Italia sgomenta per una verità costruita ad arte
“Credo che il nostro sgomento sia quello dell’Italia intera, rispetto a infamanti depistaggi che si susseguono in questi giorni. La cosa che ci ha colpito di più è l’insulto, la mancanza di rispetto non solo nei confronti di Giulio ma di tutto il Paese, delle istituzioni, come se potessimo accontentarci di queste menzogne. Allo sgomento si unisce la soddisfazione e la fierezza di essere italiani e di avere il sostegno delle istituzioni, delle tante associazioni umanitarie e soprattutto dei cittadini. Questo per la famiglia di Giulio è molto importante – ha detto l’avvocato della famiglia Regeni, Alessandra Ballerini, ai microfoni di Radio 1 Rai “.
I commenti della politica
La governatrice Serracchiani scrive: “Il Governo egiziano si decida a collaborare. Verità chiara e completa sull’assassinio di Giulio #Regeni, non ricostruzioni inverosimili”.

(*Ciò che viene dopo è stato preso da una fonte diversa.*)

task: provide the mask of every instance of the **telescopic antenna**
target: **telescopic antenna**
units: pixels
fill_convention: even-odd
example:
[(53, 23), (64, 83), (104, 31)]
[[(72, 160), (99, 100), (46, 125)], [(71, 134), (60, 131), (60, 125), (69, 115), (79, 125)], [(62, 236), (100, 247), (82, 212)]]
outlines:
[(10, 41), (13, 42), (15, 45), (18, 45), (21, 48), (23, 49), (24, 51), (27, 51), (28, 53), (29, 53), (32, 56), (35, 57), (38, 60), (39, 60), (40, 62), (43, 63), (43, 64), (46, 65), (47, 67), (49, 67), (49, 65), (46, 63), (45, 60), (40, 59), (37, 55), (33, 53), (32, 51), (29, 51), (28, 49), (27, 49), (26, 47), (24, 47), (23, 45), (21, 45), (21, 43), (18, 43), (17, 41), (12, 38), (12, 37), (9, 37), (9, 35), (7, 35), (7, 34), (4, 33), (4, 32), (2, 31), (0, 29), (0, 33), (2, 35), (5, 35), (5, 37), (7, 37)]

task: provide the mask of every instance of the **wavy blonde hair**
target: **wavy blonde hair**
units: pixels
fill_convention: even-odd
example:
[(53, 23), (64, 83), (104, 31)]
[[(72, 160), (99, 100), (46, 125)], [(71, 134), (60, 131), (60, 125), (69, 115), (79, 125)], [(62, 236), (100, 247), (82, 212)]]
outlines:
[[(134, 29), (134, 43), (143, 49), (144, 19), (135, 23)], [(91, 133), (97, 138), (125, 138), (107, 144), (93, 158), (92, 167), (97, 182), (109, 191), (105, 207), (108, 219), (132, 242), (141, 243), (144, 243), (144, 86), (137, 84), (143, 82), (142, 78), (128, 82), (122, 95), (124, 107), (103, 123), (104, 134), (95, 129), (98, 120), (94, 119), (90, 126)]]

Laura Boldrini, presidente della Camera, ha scritto: “L’ennesima versione dei fatti sull’omicidio di Giulio #Regeni è scoraggiante e getta un’ombra sul rigore delle indagini svolte in Egitto”. Alessandro Di Battista scrive, non senza una vena polemica: “Gentiloni su #Regeni e le innumerevoli versioni egiziane vuoi dire qualcosa o il petrolio è più importante di un nostro cittadino ammazzato?”.
Anche Pippo Civati incalza il governo italiano: “Regeni: giornali di tutte le ispirazioni parlano di “messinscena”, a cui qualcuno aggiunge: “scandalosa”. Il governo italiano come la pensa?”.
Tweetstorm lanciato dalla famiglia Regeni
I famigliari di Regeni, chiusi nel loro silenzio, tramite il profilo social della sorella di Giulio, Irene, hanno fatto sapere che non si arrenderanno mai.
“Ora, per sempre e sempre più forte chiediamo #veritapergiulioregeni.
Non molleremo Giuli, mai – ha scritto Irene Regeni -“.
Anche i giornalisti della redazione de Il Friuli continueranno, come fatto fino a oggi, a chidere #veritapergiulioregeni, rispondendo all’appello lanciato dalla sorella Irene e dai genitori Claudio e Paola.